Alair Augusto Sarmet M. D. dos Santos

PhD, Associate Professor and Chief of the Radiology Service at Hospital Universitário Antônio Pedro - Universidade Federal Fluminense (HUAP/UFF), Niterói, RJ, Brazil, Member of the Teaching and Teleradiology Commissions of Colégio Brasileiro de Radiologia e Diagnóstico por Imagem (CBR). E-mail: alairsarmet@globo.com

 

 

The advances in Radiology appear to be never ending. New developments take place not only in equipment, techniques and sequences, but also in the technological support for the services. One of such advances has been the development of the Picture Archiving and Communication System (PACS), which not only improved the system of images and reports storage, but also optimized workflow in radiology centers.

In such workflow, a key stage is the elaboration of radiological reports, which can be made in the conventional system (the radiologist analyzes and interprets the images, handwrites the report, sends it to a transcriptionist who types it and sends it back for review and signature) or by dictating the report (into a cassette recorder, or other recording means or utilizing other means that can be integrated with the PACS, including speech to text capability and dictating the report directly to the computer).

With the expansion of the centers of Radiology and Imaging Diagnosis, the preoccupation with workflow optimization has increased. In 1997, Seltzer et al.(1), from the Department of Radiology of the Harvard Medical School, reported the utilization of dictated reports and speech to text capability among several measures to improve the services quality in radiology centers.

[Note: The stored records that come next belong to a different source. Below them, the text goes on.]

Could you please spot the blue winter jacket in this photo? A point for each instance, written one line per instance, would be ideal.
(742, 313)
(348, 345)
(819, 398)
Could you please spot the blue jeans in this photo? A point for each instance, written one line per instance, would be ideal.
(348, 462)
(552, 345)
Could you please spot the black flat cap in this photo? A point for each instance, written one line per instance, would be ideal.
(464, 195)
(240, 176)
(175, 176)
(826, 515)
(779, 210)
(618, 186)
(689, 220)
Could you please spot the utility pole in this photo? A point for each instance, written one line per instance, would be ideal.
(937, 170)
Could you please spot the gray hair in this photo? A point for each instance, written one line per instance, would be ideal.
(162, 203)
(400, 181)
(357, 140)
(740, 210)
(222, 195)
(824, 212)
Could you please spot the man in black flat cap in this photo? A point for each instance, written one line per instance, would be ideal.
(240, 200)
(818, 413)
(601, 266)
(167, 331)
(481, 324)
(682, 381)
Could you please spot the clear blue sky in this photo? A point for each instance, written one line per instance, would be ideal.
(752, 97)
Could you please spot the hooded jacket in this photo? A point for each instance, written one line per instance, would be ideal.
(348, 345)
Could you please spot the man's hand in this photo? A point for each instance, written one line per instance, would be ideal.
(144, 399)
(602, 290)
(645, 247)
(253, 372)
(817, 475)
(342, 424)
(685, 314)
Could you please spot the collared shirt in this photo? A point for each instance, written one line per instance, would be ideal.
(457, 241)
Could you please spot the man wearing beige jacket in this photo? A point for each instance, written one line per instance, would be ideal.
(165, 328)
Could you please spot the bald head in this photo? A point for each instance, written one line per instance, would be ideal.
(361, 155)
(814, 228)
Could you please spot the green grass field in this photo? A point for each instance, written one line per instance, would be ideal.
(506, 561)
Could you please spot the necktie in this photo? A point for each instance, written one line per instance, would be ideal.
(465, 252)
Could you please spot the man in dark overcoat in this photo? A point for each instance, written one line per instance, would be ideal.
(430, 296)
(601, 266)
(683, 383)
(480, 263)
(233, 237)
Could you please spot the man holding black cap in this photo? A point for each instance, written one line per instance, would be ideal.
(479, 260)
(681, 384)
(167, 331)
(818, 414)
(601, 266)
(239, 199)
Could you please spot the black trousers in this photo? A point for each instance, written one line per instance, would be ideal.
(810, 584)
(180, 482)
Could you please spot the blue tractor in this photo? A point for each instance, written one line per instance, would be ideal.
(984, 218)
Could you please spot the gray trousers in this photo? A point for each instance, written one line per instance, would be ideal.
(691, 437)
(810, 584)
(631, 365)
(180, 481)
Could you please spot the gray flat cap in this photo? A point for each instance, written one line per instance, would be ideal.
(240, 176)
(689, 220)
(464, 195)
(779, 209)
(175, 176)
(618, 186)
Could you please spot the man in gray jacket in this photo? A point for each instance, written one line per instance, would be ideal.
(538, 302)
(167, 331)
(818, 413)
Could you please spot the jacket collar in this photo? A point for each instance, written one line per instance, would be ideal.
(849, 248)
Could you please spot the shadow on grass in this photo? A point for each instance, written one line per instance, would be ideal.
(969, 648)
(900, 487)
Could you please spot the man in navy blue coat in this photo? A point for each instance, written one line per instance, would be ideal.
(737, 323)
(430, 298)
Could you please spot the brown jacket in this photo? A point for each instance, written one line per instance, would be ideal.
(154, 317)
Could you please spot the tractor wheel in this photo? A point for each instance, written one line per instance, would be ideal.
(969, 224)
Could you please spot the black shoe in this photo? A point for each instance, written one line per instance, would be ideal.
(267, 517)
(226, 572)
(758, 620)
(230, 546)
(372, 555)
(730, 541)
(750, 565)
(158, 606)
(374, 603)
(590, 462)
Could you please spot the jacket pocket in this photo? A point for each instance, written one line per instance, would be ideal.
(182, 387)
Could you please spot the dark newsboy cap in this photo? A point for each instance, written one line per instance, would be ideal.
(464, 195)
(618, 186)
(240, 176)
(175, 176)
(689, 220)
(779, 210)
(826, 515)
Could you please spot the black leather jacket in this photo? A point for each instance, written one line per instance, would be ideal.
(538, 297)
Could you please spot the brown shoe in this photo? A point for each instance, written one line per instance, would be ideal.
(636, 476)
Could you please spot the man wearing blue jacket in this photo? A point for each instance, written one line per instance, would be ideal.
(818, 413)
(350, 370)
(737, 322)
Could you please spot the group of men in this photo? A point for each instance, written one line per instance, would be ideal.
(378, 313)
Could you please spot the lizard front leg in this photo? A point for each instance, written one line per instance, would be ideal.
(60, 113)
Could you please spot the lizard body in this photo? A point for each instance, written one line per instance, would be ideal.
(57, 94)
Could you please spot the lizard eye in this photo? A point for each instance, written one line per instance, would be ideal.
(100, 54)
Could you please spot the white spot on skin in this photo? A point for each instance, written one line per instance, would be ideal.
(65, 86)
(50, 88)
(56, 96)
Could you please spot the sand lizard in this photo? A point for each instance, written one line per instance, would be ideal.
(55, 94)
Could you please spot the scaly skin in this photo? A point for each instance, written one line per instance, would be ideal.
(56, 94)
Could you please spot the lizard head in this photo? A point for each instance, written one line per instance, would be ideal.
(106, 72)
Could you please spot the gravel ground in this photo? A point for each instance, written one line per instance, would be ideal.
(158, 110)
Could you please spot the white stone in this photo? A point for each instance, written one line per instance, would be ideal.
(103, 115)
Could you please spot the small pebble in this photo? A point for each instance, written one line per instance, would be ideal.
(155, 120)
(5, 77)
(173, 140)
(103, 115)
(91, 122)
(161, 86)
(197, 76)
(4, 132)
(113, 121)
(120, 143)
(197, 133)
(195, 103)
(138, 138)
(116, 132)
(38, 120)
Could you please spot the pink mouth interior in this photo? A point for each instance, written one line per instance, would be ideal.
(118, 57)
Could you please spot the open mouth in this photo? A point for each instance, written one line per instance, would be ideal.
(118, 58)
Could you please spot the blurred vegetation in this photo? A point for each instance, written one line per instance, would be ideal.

Since that time(2), speech to text systems already existed, allowing the user simply spoke while the computer "heard" and directly transformed the speech into the corresponding text in the screen. Such system utilized a vocabulary or a pre-selected word base, and compared the sounds with this vocabulary or word base, with the possibility of real time speech to text, in which as the radiologist spoke, the text could be immediately seen on the screen at the workstation in front of him, or the report was simply dictated and recorded, and then was sent to another computer, and a transcriptionist heard the report and typed it.

Wheeler & Cassimus(3), in 1999, reported that the use of PACS and speech to text capability had a significant impact on the workflow of the Emory University Hospital complex in Atlanta, GA, USA (actually comprising three separated hospitals), with 65% of the reports being made in 15 minutes, 80% in less than 30 minutes and 90% in less than one hour, with the implementation of such tools. Later, other studies confirmed the improvement in workflow by means of the use of PACS and dictated reports(4-6).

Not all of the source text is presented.